Post n°93 pubblicato il 28 Maggio 2008 da zackdelarocha3

..scoprire, ogni tanto, l’Oriente, fa parte delle tradizioni d’Europa; Erodoto, la sacra Scrittura, Marco Polo e Kipling sono, probabilmente, i primi nomi che ci vengono in mente.

Il più abbagliante di tutti è Il libro delle Mille e Una notte. In esso sembra essere cifrato il concetto di Oriente, questa strana parola che abbraccia tante e tanto disuguali regioni dal Marocco alle isole del Giappone.

Definirla è difficile, perché definire è un po’ come diluire in altre parole, e la parola Oriente e la parola Mille e Una notte già ci colmano di magìa..

..Spesso, di un libro diciamo che è lungo come se ciò fosse una specie di peccato, ma in alcuni, l’estensione è una qualità, una qualità essenziale.

Uno di tali libri, e non il meno illustre, è l’Orlando Furioso; un altro il Don Chisciotte; un altro, Le Mille e Una notte o, come vuole il capitano Burton, il libro delle Mille Notti e Una Notte.

Non si tratta, ovviamente, di leggerlo per intero; gli arabi affermano che ciò condurrebbe il lettore alla morte. Voglio dire che il piacere che ci può dare la lettura di un brano qualunque deriva in qualche modo dalla coscienza di trovarsi davanti ad un fiume inesauribile.

Il titolo originale enumerava mille notti. Ma il superstizioso timore delle cifre pari indusse i compilatori ad aggiungerne una, e questo basta a suggerire l’infinito.

L’Indostan attribuisce le sue vaste epopee a un dio, a un uomo leggendario, ad un personaggio dell’opera stessa o al tempo; all’edificazione delle Mille e Una Notte hanno collaborato i secoli e i regni.

Si congettura che il nucleo primitivo della raccolta provenga precisamente dall’Indostan, che da lì sia passato in Persia, all’Arabia, all’Egitto…Per giustificare il titolo, le notti dovevano essere necessariamente Mille ed Una; questa necessità fece sì che i copisti intercalassero nell’opera testi fortuiti. Così, in una delle sue notti, Sheherazade narra la storia di Sheherazade, senza sospettare che si tratta di se’ stessa….Se avesse persistito in tale distrazione avremmo raggiunto la vertigine e la felicità di un libro infinito.

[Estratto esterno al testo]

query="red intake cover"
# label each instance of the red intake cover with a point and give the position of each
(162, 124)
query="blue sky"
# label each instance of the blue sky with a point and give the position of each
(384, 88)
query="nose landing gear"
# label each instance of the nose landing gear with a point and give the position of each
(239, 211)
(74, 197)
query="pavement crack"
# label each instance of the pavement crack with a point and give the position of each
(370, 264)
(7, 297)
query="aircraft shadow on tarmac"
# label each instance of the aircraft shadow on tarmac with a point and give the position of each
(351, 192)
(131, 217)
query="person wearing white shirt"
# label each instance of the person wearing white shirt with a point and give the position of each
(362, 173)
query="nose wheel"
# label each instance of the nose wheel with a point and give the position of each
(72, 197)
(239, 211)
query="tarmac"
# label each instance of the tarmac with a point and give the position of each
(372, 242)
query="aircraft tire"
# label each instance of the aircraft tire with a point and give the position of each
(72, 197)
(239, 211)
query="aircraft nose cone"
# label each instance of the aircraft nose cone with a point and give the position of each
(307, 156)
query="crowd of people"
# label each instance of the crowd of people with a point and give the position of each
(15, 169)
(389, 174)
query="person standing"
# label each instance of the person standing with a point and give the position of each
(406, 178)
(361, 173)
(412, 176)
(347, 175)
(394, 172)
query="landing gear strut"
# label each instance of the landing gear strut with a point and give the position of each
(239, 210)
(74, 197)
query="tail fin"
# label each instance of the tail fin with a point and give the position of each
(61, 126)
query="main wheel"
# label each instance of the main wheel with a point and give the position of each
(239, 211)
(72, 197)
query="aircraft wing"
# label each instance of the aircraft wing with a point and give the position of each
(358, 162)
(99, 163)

A prima vista, Le Mille e Una Notte suggeriscono un esercizio illimitato della fantasia; tuttavia, appena esploriamo questo labirinto, scopriamo, come nel caso di altri, che non è un mero caos irresponsabile, un’orgia dell’immaginazione.

Il sogno ha le sue leggi. Abbonda in certe simmetrie: la ripetizione del numero tre, le mutilazioni, le metamorfosi di corpi umani in animali, la bellezza delle principesse, lo sfarzo dei re, i talismani magici, i geni onnipotenti che sono schiavi del capriccio di un uomo..Questi ripetuti disegni formano la trama e costituiscono lo stile personale di questa grande opera collettiva, impersonale per eccellenza.

Possiamo affermare, senza iperbole, che vi sono due tempi: uno è il tempo storico, in cui si trama il nostro destino; l’altro, il tempo delle Mille e Una Notte, che attende, atemporale, le nostre mani..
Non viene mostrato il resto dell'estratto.